Harvesting and Storing Blueberries

Harvesting your berries is the most exciting part about growing the bushes in your yard, and the best harvest times are anywhere between May and August, depending on the variety. Keep in mind that your berries will be at their most ripe and flavorful a few days after they turn completely blue.

When you’re ready to harvest the berries, simply brush the fruit-bearing branches. Perfect berries should fall off the branch into your hand. Collect them in a shallow container to avoid damaging them. Once you get them inside your home, you can store them in airtight containers in the refrigerator for up to two weeks or up to 12 months in the freezer.


Avoid washing your blueberries before storing them. They have a natural protective coating on the outside of their skin to prevent premature spoiling, and they’ll last much longer with this coating intact. Wash them before eating rather than when you take them from the bush.

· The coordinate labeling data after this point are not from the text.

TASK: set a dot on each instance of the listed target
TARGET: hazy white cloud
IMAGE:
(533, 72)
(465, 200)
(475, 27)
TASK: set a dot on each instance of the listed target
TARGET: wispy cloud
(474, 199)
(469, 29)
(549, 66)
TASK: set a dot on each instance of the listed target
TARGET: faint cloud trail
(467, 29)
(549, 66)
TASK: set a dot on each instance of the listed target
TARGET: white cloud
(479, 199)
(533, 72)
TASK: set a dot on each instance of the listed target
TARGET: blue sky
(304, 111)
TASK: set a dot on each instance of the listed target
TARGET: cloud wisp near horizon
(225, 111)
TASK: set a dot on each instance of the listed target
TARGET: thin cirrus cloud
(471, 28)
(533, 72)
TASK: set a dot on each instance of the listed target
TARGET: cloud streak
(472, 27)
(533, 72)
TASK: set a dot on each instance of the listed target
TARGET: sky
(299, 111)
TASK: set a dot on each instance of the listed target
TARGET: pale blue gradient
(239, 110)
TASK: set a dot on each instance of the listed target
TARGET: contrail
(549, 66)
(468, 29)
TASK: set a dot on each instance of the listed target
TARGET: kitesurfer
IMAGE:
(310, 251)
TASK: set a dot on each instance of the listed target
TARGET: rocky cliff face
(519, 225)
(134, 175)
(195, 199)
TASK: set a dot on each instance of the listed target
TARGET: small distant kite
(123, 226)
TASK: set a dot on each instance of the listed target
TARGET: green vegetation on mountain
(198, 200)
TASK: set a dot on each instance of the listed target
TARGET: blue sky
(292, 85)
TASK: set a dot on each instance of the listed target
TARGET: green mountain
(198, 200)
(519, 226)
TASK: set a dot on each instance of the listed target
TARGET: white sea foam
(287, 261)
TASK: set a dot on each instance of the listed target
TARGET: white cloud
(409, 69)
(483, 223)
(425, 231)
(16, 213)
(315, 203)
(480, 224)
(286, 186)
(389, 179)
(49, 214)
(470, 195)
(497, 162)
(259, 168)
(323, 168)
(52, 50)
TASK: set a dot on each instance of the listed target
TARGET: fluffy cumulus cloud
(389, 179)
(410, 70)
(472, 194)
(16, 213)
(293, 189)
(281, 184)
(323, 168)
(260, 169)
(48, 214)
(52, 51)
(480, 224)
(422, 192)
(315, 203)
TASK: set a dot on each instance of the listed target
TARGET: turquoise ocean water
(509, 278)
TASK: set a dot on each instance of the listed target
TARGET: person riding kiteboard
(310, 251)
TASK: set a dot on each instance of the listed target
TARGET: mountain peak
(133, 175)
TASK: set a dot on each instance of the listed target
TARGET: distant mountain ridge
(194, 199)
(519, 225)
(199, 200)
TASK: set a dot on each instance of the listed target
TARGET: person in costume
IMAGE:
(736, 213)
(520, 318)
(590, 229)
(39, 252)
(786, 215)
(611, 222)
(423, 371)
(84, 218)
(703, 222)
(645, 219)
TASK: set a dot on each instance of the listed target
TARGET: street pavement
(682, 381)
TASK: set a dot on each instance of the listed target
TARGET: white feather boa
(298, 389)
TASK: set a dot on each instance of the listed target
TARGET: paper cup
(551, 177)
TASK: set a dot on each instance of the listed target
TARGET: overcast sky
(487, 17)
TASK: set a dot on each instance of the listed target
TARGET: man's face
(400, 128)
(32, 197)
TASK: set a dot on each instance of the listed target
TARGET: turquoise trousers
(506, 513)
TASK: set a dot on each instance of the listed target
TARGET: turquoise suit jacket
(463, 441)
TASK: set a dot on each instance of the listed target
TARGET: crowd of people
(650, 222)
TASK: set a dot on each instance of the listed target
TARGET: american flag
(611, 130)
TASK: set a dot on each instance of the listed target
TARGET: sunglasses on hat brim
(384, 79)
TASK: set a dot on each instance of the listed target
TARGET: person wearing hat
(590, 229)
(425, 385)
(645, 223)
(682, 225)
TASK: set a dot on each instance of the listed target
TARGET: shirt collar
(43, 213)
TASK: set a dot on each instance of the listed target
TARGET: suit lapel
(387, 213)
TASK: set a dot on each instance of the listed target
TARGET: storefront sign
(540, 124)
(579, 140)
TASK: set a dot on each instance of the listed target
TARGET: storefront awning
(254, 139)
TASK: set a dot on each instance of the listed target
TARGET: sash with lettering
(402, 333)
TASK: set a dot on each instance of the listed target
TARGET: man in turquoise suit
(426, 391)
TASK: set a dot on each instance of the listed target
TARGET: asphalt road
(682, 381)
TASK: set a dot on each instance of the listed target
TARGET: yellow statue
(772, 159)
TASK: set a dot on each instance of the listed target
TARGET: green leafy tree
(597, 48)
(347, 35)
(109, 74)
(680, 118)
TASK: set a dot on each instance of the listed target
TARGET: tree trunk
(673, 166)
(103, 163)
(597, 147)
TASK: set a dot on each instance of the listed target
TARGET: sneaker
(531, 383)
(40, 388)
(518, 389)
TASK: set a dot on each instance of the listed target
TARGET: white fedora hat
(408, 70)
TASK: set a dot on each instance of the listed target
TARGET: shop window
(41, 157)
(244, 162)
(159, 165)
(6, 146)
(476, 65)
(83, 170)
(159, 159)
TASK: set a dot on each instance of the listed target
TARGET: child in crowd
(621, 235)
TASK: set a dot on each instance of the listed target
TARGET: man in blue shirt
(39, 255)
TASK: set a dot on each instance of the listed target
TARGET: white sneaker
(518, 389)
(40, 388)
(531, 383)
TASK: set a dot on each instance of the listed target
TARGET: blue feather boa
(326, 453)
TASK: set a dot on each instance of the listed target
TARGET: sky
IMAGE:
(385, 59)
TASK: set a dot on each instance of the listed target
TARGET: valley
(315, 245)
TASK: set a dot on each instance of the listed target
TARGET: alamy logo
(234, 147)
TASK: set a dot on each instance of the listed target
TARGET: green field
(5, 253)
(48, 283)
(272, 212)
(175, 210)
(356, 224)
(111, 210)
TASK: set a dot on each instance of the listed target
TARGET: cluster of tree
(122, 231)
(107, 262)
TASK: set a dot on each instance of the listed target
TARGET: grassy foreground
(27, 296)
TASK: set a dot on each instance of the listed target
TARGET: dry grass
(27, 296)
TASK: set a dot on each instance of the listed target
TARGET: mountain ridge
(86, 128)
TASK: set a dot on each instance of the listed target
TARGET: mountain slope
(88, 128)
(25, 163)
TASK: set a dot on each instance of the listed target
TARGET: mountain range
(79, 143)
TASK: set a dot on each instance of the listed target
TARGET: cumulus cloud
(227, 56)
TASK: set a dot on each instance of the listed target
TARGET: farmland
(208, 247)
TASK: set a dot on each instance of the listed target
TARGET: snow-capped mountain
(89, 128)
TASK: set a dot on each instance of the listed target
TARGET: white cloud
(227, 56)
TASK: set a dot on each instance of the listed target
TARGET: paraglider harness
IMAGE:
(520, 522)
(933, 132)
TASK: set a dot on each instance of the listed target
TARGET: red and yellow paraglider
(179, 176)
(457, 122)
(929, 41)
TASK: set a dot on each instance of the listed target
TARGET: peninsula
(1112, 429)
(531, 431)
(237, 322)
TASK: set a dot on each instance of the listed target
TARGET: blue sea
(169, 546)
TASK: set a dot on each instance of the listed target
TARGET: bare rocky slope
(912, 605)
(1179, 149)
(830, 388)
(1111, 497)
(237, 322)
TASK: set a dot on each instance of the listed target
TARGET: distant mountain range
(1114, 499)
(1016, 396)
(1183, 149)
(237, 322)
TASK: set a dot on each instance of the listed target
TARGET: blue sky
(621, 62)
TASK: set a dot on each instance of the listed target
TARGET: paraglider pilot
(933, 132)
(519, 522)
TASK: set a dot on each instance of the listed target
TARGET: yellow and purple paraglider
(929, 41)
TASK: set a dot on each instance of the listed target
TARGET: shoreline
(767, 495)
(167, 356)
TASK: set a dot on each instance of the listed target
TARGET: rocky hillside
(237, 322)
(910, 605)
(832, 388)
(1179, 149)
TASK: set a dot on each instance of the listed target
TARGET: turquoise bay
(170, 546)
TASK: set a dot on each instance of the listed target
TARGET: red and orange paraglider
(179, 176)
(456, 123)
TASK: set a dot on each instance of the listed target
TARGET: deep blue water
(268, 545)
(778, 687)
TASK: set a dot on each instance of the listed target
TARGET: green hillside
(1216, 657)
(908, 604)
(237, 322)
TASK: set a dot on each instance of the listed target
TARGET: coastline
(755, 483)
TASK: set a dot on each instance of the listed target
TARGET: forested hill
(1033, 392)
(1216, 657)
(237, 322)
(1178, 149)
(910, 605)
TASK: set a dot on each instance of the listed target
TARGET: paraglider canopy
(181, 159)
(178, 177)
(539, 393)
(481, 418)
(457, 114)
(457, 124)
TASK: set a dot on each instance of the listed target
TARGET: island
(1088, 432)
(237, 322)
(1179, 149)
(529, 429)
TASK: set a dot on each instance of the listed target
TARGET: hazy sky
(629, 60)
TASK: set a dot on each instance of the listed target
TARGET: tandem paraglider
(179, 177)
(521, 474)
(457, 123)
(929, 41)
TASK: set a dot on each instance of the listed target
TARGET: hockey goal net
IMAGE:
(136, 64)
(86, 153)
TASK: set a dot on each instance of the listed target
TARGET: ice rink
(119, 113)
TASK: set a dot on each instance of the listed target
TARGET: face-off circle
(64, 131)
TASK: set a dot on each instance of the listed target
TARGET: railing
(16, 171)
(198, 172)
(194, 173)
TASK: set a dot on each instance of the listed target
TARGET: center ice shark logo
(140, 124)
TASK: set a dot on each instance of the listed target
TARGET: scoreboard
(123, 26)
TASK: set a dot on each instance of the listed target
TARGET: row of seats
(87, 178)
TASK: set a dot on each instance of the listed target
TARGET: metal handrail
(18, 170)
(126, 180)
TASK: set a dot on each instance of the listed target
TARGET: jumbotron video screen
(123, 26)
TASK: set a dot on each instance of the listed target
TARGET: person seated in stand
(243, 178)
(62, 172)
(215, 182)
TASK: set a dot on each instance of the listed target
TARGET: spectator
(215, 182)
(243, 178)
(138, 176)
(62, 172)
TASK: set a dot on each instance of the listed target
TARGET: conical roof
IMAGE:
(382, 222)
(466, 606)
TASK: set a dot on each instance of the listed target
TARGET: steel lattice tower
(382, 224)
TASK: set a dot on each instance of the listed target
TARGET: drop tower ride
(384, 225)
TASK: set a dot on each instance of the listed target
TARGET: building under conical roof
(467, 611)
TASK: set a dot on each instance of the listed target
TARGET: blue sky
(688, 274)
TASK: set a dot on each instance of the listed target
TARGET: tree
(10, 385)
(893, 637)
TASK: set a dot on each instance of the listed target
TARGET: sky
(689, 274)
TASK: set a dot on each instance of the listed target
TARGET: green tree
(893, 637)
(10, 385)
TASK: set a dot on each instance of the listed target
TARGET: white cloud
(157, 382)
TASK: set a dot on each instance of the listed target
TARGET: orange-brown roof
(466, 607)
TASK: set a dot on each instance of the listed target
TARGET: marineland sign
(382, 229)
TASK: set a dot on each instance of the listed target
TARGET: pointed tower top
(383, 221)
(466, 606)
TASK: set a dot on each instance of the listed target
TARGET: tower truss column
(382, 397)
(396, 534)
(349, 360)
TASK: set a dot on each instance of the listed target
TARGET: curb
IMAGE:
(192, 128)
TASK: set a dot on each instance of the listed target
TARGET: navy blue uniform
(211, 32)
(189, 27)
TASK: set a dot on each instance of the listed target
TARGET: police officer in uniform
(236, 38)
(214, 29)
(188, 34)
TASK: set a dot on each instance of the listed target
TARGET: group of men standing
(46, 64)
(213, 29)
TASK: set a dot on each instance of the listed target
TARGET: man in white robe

Growing Blueberries in a Container

Although most people grow their blueberry bushes in the ground, you can also plant them in a container. Using a container or a raised bed makes it much easier to maintain your growing condition factors, such as soil and sunlight.

Be sure to use a container that’s at least 24 inches wide and tall to give your tree enough space to grow. Place the potted bush in a sunny spot, moving it as necessary to follow the sunlight throughout each day and over the months. Additionally, you should ensure the soil stays moist year round for the best possible results.

Now that you have the ultimate guide to successfully growing blueberries, you can make the most of your gardening experience. Blueberries are delicious and nutritious fruits. You don’t have to rely on finding them at the grocery store when you grow them on your property. No matter the season, you’ll be able to enjoy homegrown blueberries for smoothies, muffins, or a fresh snack.